I couldn't fall asleep. God! I was such an idiot. Aw, gee, evil Josh, you obviously haven't been doing enough to figure out my secret, so let me help you out by GRABBING YOUR ARMS!

When I finally fell asleep at 4 am, my duffel bag was my pillow. I twitched awake at 7:15, waking from a nightmare where Jillian, Will, and Layla had trapped me at the edge of Sky High and Layla used the blades of grass to push me off the school.

Yeah, this was shaping up to be a great day. I had no idea what Josh had done after leaving my apartment, I feared everyone at my school save the one person who had already known my secret, I had to go to school today if only to find out if there were any whispers as to the reappearance of the Conway Kid, and even if Josh had kept quiet and by some miracle my life was to continue as normal, that meant I still didn't have a date or a dress for Homecoming.

I got ready for the morning with the SBC on the TV as background noise and to warn me of any breaking news.

When nothing on the news raised red flags for me, I reluctantly left my apartment, headed for the busstop, and spent the whole way trying to figure out what was going on, and what Josh had done.

Had he kept quiet? Could I actually trust Josh with my secret? I immediately dismissed that idea with a pfft and an eye roll. But if he actually had kept my secret, what did that mean?

Before I could work out the answer to that question, a hand grabbed my shoulder, scaring a scream out of me. I feinted to the side, whirled around, ready to sweep Josh's legs out from under him.

Apparently, I had a lot of fear and anger to work through. Warren stood behind me, eyes wide, hands raised. Oops.

When he saw that I had relaxed my instinctive response, he put his hands down and asked, "What happened last night? I thought you were going to wait for me?"

I tried to take deep breaths and appear like nothing was wrong. Which was so easy since it wasn't like I had just tried to attack Warren. Nope, not a thing was wrong.

I was never gonna make it through this day.

"Oh, well," I said, trying to be casual. "It looked like you and Will were finally sitting down and having a heart to heart."
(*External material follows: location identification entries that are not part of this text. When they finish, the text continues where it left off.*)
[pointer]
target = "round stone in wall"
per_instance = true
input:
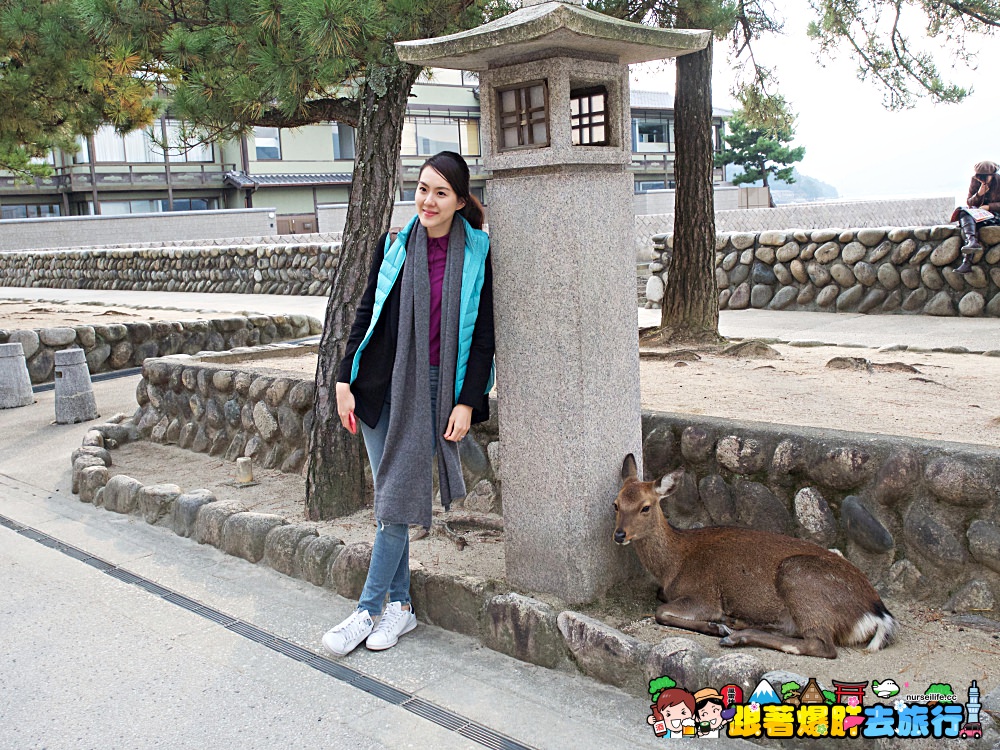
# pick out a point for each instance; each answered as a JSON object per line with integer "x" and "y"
{"x": 863, "y": 528}
{"x": 849, "y": 299}
{"x": 739, "y": 274}
{"x": 853, "y": 252}
{"x": 865, "y": 273}
{"x": 888, "y": 276}
{"x": 842, "y": 275}
{"x": 827, "y": 252}
{"x": 873, "y": 298}
{"x": 814, "y": 517}
{"x": 931, "y": 277}
{"x": 827, "y": 295}
{"x": 785, "y": 296}
{"x": 902, "y": 253}
{"x": 654, "y": 289}
{"x": 788, "y": 251}
{"x": 766, "y": 254}
{"x": 741, "y": 297}
{"x": 915, "y": 300}
{"x": 972, "y": 305}
{"x": 742, "y": 240}
{"x": 819, "y": 274}
{"x": 947, "y": 252}
{"x": 782, "y": 274}
{"x": 871, "y": 237}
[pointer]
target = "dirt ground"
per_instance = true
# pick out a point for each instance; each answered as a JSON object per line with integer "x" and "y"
{"x": 930, "y": 395}
{"x": 796, "y": 388}
{"x": 18, "y": 315}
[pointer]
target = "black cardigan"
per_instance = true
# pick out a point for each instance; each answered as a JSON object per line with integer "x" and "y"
{"x": 371, "y": 387}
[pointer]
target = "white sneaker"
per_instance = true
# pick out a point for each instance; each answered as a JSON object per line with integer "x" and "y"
{"x": 395, "y": 621}
{"x": 345, "y": 637}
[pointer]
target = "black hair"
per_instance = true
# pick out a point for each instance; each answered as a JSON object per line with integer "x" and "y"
{"x": 453, "y": 168}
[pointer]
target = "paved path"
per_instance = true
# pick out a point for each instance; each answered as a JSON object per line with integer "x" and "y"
{"x": 843, "y": 329}
{"x": 94, "y": 662}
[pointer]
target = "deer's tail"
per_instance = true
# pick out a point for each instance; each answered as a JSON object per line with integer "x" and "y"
{"x": 877, "y": 627}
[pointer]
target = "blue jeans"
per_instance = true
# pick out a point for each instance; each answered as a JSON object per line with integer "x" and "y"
{"x": 389, "y": 570}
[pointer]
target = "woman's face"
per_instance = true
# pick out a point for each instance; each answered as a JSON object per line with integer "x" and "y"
{"x": 436, "y": 202}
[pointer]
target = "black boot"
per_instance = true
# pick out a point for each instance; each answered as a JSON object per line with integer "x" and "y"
{"x": 968, "y": 225}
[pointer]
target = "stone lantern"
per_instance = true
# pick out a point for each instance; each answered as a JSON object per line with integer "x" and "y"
{"x": 556, "y": 128}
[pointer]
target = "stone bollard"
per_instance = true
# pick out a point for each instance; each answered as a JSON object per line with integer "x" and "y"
{"x": 74, "y": 392}
{"x": 15, "y": 383}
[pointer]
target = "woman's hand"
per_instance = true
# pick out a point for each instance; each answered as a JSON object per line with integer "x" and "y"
{"x": 458, "y": 423}
{"x": 345, "y": 407}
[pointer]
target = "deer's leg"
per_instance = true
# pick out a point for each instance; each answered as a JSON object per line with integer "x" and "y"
{"x": 689, "y": 615}
{"x": 810, "y": 646}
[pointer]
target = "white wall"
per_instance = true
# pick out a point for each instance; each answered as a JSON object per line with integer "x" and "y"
{"x": 86, "y": 231}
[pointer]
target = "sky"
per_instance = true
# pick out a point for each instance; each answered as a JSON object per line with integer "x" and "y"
{"x": 852, "y": 142}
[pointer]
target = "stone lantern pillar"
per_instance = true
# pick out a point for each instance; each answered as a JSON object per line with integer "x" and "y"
{"x": 556, "y": 132}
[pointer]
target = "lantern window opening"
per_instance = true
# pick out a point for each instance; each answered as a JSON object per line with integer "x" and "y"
{"x": 589, "y": 116}
{"x": 523, "y": 116}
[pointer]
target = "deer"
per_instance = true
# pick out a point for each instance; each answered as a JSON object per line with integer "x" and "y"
{"x": 751, "y": 588}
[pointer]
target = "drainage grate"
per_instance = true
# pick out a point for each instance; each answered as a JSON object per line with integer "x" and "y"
{"x": 474, "y": 731}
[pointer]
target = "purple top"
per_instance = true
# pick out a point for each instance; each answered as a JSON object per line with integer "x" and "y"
{"x": 437, "y": 254}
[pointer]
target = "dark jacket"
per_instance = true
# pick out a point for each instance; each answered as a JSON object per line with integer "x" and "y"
{"x": 371, "y": 386}
{"x": 990, "y": 201}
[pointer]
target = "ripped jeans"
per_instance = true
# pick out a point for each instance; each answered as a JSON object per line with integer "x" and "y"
{"x": 389, "y": 570}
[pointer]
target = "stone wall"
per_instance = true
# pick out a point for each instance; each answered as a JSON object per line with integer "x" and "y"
{"x": 301, "y": 269}
{"x": 74, "y": 231}
{"x": 904, "y": 212}
{"x": 118, "y": 346}
{"x": 921, "y": 518}
{"x": 904, "y": 270}
{"x": 209, "y": 405}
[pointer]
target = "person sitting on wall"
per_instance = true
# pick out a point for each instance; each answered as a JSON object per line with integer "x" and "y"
{"x": 984, "y": 205}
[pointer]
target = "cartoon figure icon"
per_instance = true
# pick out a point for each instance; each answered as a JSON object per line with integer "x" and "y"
{"x": 885, "y": 688}
{"x": 711, "y": 712}
{"x": 673, "y": 714}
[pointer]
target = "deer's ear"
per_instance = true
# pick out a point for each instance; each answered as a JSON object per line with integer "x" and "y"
{"x": 668, "y": 483}
{"x": 629, "y": 469}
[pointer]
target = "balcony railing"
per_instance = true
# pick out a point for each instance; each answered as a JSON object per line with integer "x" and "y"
{"x": 78, "y": 178}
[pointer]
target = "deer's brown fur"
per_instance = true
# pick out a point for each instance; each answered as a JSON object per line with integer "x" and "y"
{"x": 754, "y": 588}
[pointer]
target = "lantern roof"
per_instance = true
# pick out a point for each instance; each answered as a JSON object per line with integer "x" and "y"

Warren glared fiery daggers at me. "Funny. No, he was trying to reassure me that he wouldn't be interfering with mine and Layla's epic romance."

"Epic romance?" Oh hell, hey look, suddenly I was trying to gulp around the baseball in my throat.

The look Warren slanted me said that clearly, I was on crack. "So then I had to spend time explaining the jealousy angle. And telling him how much of an idiot he was."

I nodded, reassured that my world had tilted back to its normal position. "Okay, now _that_ I believe."

Warren looked up at the sky. Odd, since I could see the bus coming down the street. "So, you have any trouble getting home?" He continued to avoid my eyes.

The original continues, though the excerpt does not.